A Shakesperian Performance expert, Dr Nicole Fayard, has claimed that Shakespeare’s infamously villainous King Richard III has become a canvas for countries across the world to paint their political turmoil.
English Literature students should consider how history and politics can be used in literature and how they are often perceived as fact.
The academic claims that although Shakespeare’s legendary status usually means that portrayals of Richard III in the UK are loyal to Shakespeare’s writing, performances of the play in other countries have been altered and rewritten to follow ‘local needs’.
Examples include Italian performances inspired by the Dictator Mussolini’s fascist party, productions in Kuwait by Saddam Hussein and in the Eastern Bloc by the communist era. Dr Fayard claims that disguising foreign villains under a distant English play is a way to put a point across in a ‘safer’ way, avoiding the censorship enforced by many totalitarian regimes.
Students interested in drama and theatre can think about how performance can be used to portray the same play with a different political stance.
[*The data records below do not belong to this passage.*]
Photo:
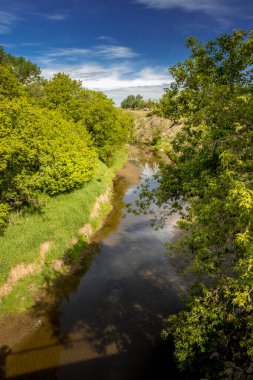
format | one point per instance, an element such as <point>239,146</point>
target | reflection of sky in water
<point>147,173</point>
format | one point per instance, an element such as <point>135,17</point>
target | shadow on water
<point>104,318</point>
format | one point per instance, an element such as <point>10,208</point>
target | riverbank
<point>36,247</point>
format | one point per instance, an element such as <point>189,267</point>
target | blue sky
<point>120,47</point>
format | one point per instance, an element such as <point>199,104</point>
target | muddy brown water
<point>105,319</point>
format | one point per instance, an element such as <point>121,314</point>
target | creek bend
<point>108,315</point>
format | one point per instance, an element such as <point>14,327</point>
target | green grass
<point>59,222</point>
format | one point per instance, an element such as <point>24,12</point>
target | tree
<point>92,109</point>
<point>133,102</point>
<point>211,171</point>
<point>40,153</point>
<point>25,71</point>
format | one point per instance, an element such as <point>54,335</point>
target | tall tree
<point>211,173</point>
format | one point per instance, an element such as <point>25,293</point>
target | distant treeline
<point>137,102</point>
<point>211,172</point>
<point>52,134</point>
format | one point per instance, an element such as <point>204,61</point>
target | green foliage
<point>10,87</point>
<point>40,153</point>
<point>109,127</point>
<point>133,102</point>
<point>211,170</point>
<point>25,71</point>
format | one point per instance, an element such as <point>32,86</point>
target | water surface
<point>107,319</point>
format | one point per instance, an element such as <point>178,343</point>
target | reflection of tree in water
<point>125,316</point>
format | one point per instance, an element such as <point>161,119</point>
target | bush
<point>41,153</point>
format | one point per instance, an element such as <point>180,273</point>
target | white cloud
<point>207,6</point>
<point>148,92</point>
<point>104,51</point>
<point>58,16</point>
<point>117,81</point>
<point>7,22</point>
<point>107,39</point>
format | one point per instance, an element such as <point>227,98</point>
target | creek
<point>107,316</point>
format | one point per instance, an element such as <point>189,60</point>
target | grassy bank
<point>58,224</point>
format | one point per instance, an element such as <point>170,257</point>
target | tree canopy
<point>52,134</point>
<point>210,172</point>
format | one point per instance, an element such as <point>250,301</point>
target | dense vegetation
<point>211,172</point>
<point>137,103</point>
<point>53,133</point>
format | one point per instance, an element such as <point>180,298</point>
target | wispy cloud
<point>107,39</point>
<point>212,7</point>
<point>52,16</point>
<point>112,77</point>
<point>7,21</point>
<point>104,51</point>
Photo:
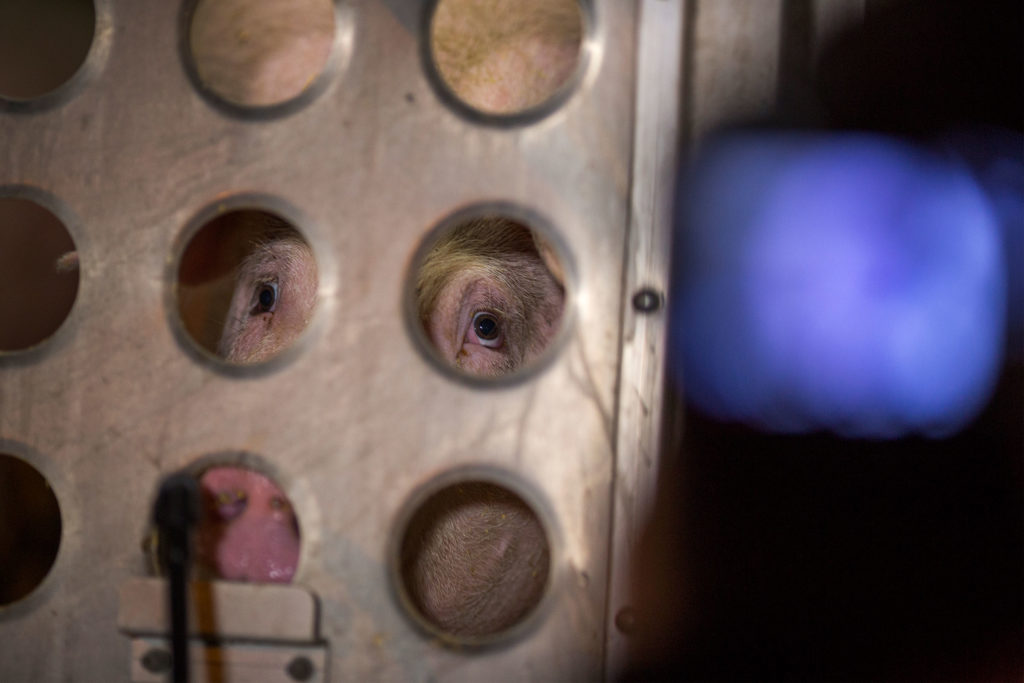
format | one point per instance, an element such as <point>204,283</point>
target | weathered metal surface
<point>246,663</point>
<point>222,609</point>
<point>355,418</point>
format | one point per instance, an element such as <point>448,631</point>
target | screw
<point>157,662</point>
<point>626,621</point>
<point>646,300</point>
<point>300,669</point>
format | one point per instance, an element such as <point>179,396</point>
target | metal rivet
<point>626,621</point>
<point>646,300</point>
<point>157,662</point>
<point>300,669</point>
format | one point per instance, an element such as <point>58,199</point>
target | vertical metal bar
<point>655,145</point>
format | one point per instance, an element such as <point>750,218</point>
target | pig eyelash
<point>486,329</point>
<point>265,298</point>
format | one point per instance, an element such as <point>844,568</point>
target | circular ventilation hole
<point>474,560</point>
<point>247,286</point>
<point>40,269</point>
<point>506,56</point>
<point>42,44</point>
<point>255,53</point>
<point>488,295</point>
<point>30,528</point>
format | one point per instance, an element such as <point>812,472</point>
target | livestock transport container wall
<point>357,422</point>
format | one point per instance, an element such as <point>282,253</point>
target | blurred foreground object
<point>845,282</point>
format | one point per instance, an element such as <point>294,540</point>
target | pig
<point>474,560</point>
<point>274,294</point>
<point>248,530</point>
<point>486,297</point>
<point>504,56</point>
<point>499,56</point>
<point>260,54</point>
<point>489,297</point>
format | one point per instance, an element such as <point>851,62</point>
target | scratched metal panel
<point>355,419</point>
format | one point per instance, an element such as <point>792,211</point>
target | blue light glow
<point>849,283</point>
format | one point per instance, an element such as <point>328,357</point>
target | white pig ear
<point>67,262</point>
<point>550,258</point>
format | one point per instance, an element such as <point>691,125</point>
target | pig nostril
<point>65,27</point>
<point>474,560</point>
<point>238,265</point>
<point>40,268</point>
<point>504,57</point>
<point>30,528</point>
<point>254,536</point>
<point>265,55</point>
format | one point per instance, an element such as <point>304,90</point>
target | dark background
<point>818,558</point>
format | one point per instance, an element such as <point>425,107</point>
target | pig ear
<point>67,262</point>
<point>550,258</point>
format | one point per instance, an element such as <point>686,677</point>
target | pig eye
<point>230,504</point>
<point>266,297</point>
<point>487,329</point>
Dr Fayard claims that the popularity of this play across the world is due to the attraction of the well-structured plot line and the flamboyancy of the main character. English students should read the original play and think about the play’s structure and the presentation of the king.
History students should look more into the facts of Richard III’s life, and consider whether he deserves the villainous reputation attributed to him by Shakespeare. Thomas More’s book, A History of King Richard III, can be compared to Shakespeare’s play as a source that claims to be a more factual account, but still has evidence of literary flair and dramatization that could be seen to take away from historical accuracy.
Biology students can look more into the recent investigation into Richard III’s lineage, while Archaeology students can look into the excavation of Richard III’s body.